Funding for about a quarter of the government’s departments ran out on Dec. 22 as Congress failed to pass a stopgap funding bill that could have avoided the partial shutdown, which is now the longest in United States history.

A majority of government agencies — the Department of Defense, Health and Human Services and the Department of Labor among them — are funded through Sept. 30. However, the departments of Homeland Security, Justice, Agriculture, Commerce, Interior and other agencies were forced to limit staff to personnel considered “essential” to public safety. 

Both furloughed employees and essential workers will not be paid until the shutdown is ended.

Here’s a look at which agencies are closed during the partial shutdown and which remain open in New York.

Closed

  • Some national parks are closed during the shutdown. The National Park Service has been left with just a skeleton staff, but officials said parks would remain "as accessible as possible." The Statue of Liberty and Ellis Island, however, remain open through the use of recreation fees and support from other partners, the NPS said.
  • Museums and historical sites run by the National Park Service also are closed, including The National Museum of the American Indian, Federal Hall, African Burial Ground, Hamilton Grange Memorial, General Grant N. Memorial, Cooper Hewitt National Design Museum and Theodore Roosevelt’s Birthplace.
  • IRS customer service is suspended, and the majority of workers with the Federal Trade Commission, Federal Communications Commission and Consumer Product Safety Commission have been furloughed. The IRS announced on Jan. 7 it intends to begin processing tax returns and will issue refunds as planned, despite the shutdown.
  • The Small Business Association has shut down its role in the federal contracting process and will no longer approve loan applications, which will affect millions of small businesses.
  • Loans and mortgage approvals will not be processed by the Federal Housing Administration, which will slow down potential new homeowners.

Open

  • The United States Postal Service is an independent agency of the executive branch and will continue to operate despite the partial shutdown.
  • Airports and train stations kept safe by the Transportation Security Administration will function thanks to roughly 53,000 “essential” staffers across the country who will work despite not receiving a paycheck. Air traffic controllers and railroad safety inspectors will also continue to work.

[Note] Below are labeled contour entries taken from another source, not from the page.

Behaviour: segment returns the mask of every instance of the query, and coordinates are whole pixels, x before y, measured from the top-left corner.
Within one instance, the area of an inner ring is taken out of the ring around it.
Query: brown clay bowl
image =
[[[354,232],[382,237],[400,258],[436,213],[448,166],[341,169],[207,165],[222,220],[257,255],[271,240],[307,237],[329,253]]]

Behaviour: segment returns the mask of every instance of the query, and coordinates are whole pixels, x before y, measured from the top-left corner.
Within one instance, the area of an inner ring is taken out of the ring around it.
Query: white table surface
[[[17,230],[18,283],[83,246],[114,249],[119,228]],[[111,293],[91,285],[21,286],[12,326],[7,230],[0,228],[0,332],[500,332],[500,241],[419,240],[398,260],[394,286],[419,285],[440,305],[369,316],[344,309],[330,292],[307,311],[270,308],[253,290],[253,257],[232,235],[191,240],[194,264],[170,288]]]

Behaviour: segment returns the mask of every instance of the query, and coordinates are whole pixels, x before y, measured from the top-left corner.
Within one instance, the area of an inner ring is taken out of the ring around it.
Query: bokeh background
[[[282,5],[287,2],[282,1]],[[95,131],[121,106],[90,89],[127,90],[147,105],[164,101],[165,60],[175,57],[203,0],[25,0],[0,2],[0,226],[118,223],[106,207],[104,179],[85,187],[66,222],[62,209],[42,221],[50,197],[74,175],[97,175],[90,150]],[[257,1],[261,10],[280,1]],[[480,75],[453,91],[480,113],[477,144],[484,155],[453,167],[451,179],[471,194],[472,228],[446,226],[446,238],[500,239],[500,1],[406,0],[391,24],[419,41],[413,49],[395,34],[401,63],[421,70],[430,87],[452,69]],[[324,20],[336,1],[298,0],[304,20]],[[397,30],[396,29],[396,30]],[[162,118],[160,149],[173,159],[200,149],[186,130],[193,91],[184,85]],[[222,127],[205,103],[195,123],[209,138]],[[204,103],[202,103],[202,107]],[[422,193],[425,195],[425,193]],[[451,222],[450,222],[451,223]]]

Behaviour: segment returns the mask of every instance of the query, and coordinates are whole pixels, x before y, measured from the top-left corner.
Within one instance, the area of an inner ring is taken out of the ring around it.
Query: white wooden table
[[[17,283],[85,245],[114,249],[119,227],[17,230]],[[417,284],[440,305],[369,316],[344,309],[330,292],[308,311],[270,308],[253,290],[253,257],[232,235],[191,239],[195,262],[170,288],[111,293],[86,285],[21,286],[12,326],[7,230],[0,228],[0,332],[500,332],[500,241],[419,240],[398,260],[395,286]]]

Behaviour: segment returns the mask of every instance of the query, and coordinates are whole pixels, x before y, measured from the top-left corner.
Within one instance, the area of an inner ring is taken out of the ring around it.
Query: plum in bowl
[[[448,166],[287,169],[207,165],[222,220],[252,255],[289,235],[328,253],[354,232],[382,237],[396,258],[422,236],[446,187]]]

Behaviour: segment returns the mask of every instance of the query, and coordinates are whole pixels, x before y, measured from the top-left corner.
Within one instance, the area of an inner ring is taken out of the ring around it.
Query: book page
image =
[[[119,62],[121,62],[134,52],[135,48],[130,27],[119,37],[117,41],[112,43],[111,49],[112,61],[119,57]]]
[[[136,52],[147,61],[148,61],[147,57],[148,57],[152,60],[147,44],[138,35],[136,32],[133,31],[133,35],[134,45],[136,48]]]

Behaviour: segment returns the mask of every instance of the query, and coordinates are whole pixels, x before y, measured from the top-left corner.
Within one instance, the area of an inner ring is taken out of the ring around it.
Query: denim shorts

On Friday, Jan. 25, however, the Federal Aviation Administration was forced to issue a brief ground stop at LaGuardia Airport and significant delays persisted due to too many employees calling in sick, as many have been working without a paycheck for 35 days.
  • Federal prisons will remain staffed by correction officers employed through the Justice Department since they are also considered “essential” workers.
  • Programs via the departments of Labor, Energy, Defense, Health and Human Services, Education and Veterans Affairs will continue to operate, as will Medicare and Social Security.